Máscaras rituales de Michoacán, Guerrero, Oaxaca, Tlaxcala y Sonora comparten espacio con las de luchadores icónicos en una exposición que trasciende lo meramente visual para interrogar cómo la máscara opera como instrumento de transformación identitaria en México. La muestra, presentada en el Museo de la Indumentaria Mexicana de la Universidad del Claustro de Sor Juana, reúne 32 piezas de la Colección Luis Márquez Romay junto con 16 máscaras originales de figuras legendarias del ring, cedidas por el Museo de la Lucha Libre Mexicana.

La convergencia entre una máscara de danza tradicional, carnaval o ritual y una de lucha libre no reside únicamente en su forma, sino en su función antropológica: ambas permiten que quien las porta abandone momentáneamente su identidad cotidiana para encarnar figuras que persisten en la memoria colectiva. Las piezas exhibidas representan diablos, viejos, animales, conquistadores y seres sobrenaturales, cada una vinculada a momentos específicos del calendario ritual comunitario. Armando Valdivieso, curador responsable de la colección, enfatiza que estas máscaras deben interpretarse en su contexto ceremonial, no como simples personajes descontextualizados.

La propuesta curatorial establece un puente entre expresiones rituales ancestrales y uno de los fenómenos más emblemáticos de la cultura popular contemporánea. Tanto el danzante como el luchador experimentan una metamorfosis simbólica al colocarse la máscara: El Hijo del Santo, Blue Demon Jr., Atlantis, Místico y Espectro Jr. —figuras cuyas máscaras se exhiben— funcionan como arquetipos colectivos análogos a los personajes de las danzas tradicionales. La diversidad regional de las piezas demuestra que no existe una única 'máscara mexicana', sino múltiples interpretaciones locales de cómo representar lo sagrado, lo festivo y lo sobrenatural.

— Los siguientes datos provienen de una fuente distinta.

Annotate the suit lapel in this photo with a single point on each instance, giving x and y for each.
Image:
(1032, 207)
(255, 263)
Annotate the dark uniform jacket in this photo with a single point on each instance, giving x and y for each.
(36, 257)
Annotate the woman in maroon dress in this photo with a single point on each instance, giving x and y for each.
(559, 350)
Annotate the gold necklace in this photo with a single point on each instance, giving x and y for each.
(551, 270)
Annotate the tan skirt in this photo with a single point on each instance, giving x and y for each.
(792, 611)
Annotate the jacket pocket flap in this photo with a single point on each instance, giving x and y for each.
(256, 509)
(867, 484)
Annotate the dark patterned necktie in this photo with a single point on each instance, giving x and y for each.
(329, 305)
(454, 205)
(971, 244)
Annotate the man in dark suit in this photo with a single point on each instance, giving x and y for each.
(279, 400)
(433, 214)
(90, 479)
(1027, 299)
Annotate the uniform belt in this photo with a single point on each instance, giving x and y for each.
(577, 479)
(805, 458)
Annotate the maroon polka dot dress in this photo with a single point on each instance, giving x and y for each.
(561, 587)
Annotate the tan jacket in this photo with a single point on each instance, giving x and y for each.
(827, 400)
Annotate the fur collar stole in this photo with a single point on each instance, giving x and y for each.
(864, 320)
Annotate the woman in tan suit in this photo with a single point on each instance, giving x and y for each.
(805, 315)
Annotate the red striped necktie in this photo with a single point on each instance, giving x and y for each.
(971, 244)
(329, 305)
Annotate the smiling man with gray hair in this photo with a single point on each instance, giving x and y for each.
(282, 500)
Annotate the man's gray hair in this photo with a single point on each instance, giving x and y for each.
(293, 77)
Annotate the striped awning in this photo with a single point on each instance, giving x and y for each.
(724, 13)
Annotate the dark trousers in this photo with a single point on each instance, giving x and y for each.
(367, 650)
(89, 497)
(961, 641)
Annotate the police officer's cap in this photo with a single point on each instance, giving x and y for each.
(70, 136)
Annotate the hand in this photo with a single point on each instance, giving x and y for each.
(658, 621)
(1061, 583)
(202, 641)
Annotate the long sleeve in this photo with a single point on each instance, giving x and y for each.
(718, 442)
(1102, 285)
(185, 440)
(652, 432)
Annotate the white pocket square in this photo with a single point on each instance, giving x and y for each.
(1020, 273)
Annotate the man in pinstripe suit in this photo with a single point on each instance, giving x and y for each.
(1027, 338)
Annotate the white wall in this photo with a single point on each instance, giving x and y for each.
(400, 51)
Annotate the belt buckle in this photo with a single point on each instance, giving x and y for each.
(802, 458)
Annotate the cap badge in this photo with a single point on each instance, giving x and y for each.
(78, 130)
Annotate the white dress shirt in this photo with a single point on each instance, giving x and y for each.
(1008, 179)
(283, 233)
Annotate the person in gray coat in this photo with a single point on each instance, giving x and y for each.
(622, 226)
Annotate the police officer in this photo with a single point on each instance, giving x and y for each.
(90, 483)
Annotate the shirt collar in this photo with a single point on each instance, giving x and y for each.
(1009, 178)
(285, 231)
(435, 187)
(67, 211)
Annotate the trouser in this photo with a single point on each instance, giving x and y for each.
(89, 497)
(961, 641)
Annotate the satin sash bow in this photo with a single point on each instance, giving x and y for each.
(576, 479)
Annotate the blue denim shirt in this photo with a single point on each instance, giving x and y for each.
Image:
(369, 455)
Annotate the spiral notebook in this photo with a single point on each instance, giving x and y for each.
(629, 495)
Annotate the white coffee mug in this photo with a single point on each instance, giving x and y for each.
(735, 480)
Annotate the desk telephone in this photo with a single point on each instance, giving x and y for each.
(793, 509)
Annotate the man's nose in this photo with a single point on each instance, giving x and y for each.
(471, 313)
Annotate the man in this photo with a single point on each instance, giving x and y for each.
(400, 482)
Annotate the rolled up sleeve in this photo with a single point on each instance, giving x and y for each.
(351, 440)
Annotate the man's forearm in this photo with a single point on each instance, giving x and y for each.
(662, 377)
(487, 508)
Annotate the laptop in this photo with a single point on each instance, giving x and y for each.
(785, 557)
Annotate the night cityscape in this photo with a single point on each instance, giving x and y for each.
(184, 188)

La exposición permanecerá abierta hasta el 9 de octubre. El 26 de agosto, como parte de la Noche de Museos en El Claustro, se realizará un conversatorio con el coleccionista Mauricio Limón, la maestra Martha Ríos Basurto y el curador Valdivieso, ofreciendo una oportunidad para profundizar en la riqueza cultural que estas máscaras representan en la construcción de identidades colectivas mexicanas.